Wednesday, October 10, 2012

that laundry-soap smell.

as i was reaching my arm into the washer this morning- this is not a horror story, in case you were wondering.

anyway, while reaching, i thought to myself "if i'm supposed to be enjoying the journey and not racing through each day, maybe i should learn to like doing laundry."

so i closed my eyes and breathed in the smell of laundry soap. and instantly i remembered being pregnant.

i remember feeling like a baby factory. and here we are, now, closing that chapter.

eveleen turned one last saturday and has been toddling around. finn walked up to her the other day and complimented, "awe, she's so walky."

when ossi (our second) was born i remember watching a family with 4 and 5 year old kids and thinking, "i can't wait for that! i can't wait until they play together like that!"

behind me as i type i can hear the boys racing from one end to the room to the other, gleefully giggling. liam says, "ossi, for this race you have to have one boot off and one boot on." heaven.

so i smelled the laundry soap and reveled in the cool, damp feeling of the clothes as i tossed them into the drier. i paid close attention to the feel of the machine buttons and i made a game out of loading the washer once more. i let myself become excited at the buzz of the drier's alarm.

and i celebrated like a madwoman when the laundry was done.

a mother i met through liam's school recently shared some of her story with me. she also had four kids in five years but her youngest is now in first grade. she described a photograph to me that she had framed as a badge of honor:

sitting in bed with messy hair and an old, worn t-shirt. a baby nursing. two kids climbing on her head and another one crying. i bet you can imagine what her face expression may have been. i imagine a cross between, "wow, i am vital to the success of many lives" and "oh bother, i am vital to the success of many lives."

oh, body. i know you have mixed emotions about your purpose from here-on-out.

let me calm you. you may not be creating life, but i promise you i'll let you be valuable. you'll meet weary hands to lift. you'll have mountains to climb. i'll put you to work living our many other dreams.

the laundry may be done for now. so let's get to work on the garden.

4 comments:

Anonymous said...

beautiful, and thank you for this reminder that i can indeed find joy in the journey ...it makes me think of this book a loving friend gave me a few years ago, called the artist's way. it explains how we can find joy in the little things, by counting our steps, breathing, being more aware, smelling the laundry....loved your post, as always
lucie

Anonymous said...

Wise Woman

Anonymous said...

I have been following your blog for a little while now.
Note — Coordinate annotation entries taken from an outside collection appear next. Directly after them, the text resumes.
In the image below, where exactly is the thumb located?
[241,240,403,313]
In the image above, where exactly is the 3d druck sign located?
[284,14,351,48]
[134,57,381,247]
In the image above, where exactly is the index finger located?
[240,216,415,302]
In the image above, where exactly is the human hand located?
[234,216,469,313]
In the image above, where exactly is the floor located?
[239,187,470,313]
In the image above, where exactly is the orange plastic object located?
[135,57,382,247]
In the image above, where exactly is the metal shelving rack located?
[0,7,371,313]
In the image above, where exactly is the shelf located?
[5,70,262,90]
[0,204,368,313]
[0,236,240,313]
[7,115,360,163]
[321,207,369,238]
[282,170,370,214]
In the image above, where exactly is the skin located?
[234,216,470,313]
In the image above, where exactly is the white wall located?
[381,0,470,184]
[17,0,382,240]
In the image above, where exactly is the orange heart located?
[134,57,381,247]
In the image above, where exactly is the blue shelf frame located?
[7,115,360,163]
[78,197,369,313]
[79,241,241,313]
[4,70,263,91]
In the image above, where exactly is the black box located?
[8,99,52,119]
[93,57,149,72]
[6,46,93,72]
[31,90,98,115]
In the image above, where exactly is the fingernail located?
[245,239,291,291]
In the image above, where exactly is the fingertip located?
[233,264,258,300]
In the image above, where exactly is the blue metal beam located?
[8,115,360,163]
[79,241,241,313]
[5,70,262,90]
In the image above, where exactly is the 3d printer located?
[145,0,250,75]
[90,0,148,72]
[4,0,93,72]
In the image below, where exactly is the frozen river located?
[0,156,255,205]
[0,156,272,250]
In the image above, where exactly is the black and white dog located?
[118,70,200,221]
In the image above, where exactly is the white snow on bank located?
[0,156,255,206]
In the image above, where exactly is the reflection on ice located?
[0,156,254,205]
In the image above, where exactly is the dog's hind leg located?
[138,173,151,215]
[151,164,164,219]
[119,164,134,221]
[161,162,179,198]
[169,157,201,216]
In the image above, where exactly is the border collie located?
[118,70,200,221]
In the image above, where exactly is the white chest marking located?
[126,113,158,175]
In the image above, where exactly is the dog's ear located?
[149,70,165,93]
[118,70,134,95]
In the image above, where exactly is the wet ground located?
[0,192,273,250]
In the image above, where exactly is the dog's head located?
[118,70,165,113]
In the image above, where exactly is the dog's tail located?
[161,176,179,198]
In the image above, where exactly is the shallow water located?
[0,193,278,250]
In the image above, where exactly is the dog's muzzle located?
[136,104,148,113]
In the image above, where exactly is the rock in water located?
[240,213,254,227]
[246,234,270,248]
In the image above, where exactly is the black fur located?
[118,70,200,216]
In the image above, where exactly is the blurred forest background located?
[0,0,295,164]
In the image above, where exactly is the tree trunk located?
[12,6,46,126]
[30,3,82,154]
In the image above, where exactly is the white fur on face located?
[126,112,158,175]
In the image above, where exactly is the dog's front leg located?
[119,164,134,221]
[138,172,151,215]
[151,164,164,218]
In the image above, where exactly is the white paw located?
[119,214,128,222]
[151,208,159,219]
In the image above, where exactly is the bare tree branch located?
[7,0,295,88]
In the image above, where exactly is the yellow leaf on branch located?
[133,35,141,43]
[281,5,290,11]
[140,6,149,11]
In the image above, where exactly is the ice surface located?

I love you. You are wise, and thoughtful, and very loving. I hope to someday feel peace with my own body's inability to have any more children. I had to have an emergency hysterectomy to save my life during the birth of our 3rd child. I have felt so lost since then because I always thought we'd have 6 children. Thank you for reminding me that my body can still have purpose. Thank you for reminding me that we can climb! I need to work on reminding myself that so I don't hate what has happened, and so that I can love my body again. Right now it's hard, but I'm trying. Thank you for giving me hope.

Anonymous said...

The cure for dread of doing laundry?